Team Liquid wins fourth straight WoW Race to World First

Team Liquid has won the World of Warcraft Race to World First for the fourth consecutive year, defeating the WoW: Midnight Season 1 mythic boss L’ura after 473 pulls and two weeks of competition. The win came with a dramatic twist: a hidden fourth phase that blindsided every team in the race days before the final kill.

The competition was among the closest in recent Race to World First history. Team Echo led at various points, posting a world-best pull of 4.07% at one stage. In the final hours, Echo suffered a sub-0.45% wipe, then a 1.1% wipe shortly after Liquid executed their kill. The last RWF victory for Team Echo was in 2022; Liquid has held the title every year since.

The hidden phase nobody saw coming

For most of the race, L’ura was known to have three phases. Getting through phase three at all was a significant challenge, with dozens of guilds attempting it over two weeks. Team Liquid became the first guild to bring L’ura to zero health in phase three, and their players responded as anyone would: chairs scraped back, hands went up, and the celebrating started.

Then L’ura regenerated to full health.

A fourth phase had been hidden completely. The moment has since circulated widely as the “L’ura Incident,” a video compilation of the reactions across Liquid’s stream: players and coaches in various states of disbelief, a raider reading stunned NPC dialogue aloud and saying, “This cannot be,” and a coach yelling at the team to sit back down and refocus.
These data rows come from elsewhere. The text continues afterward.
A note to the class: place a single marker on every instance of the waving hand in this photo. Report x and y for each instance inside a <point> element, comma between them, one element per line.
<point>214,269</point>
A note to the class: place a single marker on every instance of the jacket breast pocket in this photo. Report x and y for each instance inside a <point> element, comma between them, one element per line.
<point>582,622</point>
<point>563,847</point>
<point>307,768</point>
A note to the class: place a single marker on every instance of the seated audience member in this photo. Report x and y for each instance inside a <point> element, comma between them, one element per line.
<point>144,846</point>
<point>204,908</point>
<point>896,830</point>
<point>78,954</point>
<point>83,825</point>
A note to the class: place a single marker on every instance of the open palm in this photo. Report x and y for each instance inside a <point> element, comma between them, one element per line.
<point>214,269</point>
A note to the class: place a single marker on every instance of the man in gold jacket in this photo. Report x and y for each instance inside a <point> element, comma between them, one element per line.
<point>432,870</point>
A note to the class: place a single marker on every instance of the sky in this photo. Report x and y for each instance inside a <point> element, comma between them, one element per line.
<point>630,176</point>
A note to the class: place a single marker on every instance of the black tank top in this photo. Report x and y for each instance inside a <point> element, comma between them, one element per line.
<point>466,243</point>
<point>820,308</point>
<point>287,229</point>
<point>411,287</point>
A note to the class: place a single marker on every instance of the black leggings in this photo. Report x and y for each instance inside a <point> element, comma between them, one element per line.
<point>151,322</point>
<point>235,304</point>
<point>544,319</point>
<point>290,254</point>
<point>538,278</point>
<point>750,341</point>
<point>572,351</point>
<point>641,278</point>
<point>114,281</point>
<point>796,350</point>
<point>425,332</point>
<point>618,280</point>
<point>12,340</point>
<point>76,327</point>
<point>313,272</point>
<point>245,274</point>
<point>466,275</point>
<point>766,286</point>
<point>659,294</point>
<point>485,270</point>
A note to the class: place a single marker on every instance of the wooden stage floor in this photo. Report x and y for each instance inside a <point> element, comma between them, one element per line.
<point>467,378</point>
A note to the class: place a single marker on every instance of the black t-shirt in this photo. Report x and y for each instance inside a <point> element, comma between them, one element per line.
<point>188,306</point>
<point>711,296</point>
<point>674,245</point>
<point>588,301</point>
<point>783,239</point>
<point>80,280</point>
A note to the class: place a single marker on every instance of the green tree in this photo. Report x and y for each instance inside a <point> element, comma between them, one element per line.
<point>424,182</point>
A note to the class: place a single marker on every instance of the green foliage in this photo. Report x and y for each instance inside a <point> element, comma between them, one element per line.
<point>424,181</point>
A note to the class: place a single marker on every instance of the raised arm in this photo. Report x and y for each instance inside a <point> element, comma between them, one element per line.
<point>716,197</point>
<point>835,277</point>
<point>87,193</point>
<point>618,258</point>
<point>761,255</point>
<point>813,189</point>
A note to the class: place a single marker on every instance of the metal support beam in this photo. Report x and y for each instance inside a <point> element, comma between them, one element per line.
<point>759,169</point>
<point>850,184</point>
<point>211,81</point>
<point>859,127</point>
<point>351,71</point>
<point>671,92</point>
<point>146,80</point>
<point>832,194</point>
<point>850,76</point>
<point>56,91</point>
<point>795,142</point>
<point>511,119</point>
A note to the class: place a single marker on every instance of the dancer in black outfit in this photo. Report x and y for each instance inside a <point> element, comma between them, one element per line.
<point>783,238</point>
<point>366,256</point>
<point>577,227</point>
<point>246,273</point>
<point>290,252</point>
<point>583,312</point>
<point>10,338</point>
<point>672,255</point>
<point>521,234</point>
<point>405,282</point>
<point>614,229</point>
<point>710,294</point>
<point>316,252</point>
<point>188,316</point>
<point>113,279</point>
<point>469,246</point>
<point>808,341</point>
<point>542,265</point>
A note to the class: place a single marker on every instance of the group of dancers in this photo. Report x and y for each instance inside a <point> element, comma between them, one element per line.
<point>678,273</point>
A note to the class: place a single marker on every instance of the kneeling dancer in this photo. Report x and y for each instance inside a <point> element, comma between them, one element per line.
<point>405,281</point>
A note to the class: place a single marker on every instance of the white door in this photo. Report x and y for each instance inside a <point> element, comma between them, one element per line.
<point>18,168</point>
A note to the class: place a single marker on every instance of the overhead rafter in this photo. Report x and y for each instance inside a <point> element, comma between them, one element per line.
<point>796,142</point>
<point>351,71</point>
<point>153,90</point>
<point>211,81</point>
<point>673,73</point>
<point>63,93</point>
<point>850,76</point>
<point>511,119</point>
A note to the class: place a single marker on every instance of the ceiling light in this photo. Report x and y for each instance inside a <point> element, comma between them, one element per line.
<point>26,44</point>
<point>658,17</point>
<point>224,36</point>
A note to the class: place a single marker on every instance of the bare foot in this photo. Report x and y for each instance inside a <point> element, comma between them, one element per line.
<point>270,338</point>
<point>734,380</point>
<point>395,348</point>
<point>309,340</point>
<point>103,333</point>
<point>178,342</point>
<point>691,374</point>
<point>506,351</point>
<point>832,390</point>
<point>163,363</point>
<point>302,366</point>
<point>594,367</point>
The video had been described as a slightly depressing watch before Liquid secured the win, though the ending gives it a different tone now.

The fourth phase required raiders to survive waves of void creatures using a single beacon of light. On the pull that counted, Team Liquid cleared it with all 20 members alive. No one had seen the phase before Liquid discovered it mid-race, meaning the team had to learn and execute it with no outside reference point.

Echo’s near-miss and what it means for the rivalry

Team Echo pushed Liquid harder than in any previous year of the rivalry. Their sub-0.45% wipe in the final hours means they came within a fraction of ending Liquid’s streak. Liquid player Maximum was candid about that in his post-race interview.

“If I was in that position I would be gutted,” he said of Echo. “That’s like a year of your life. So just shoutout to [Echo] for being as good as they are. They got better from last year as well, and they easily could have won the race.”

The WoW: Midnight Season 1 raid is set on the isle of Quel’Danas. After 473 total pulls across two weeks, Team Liquid secured their fourth consecutive Race to World First title.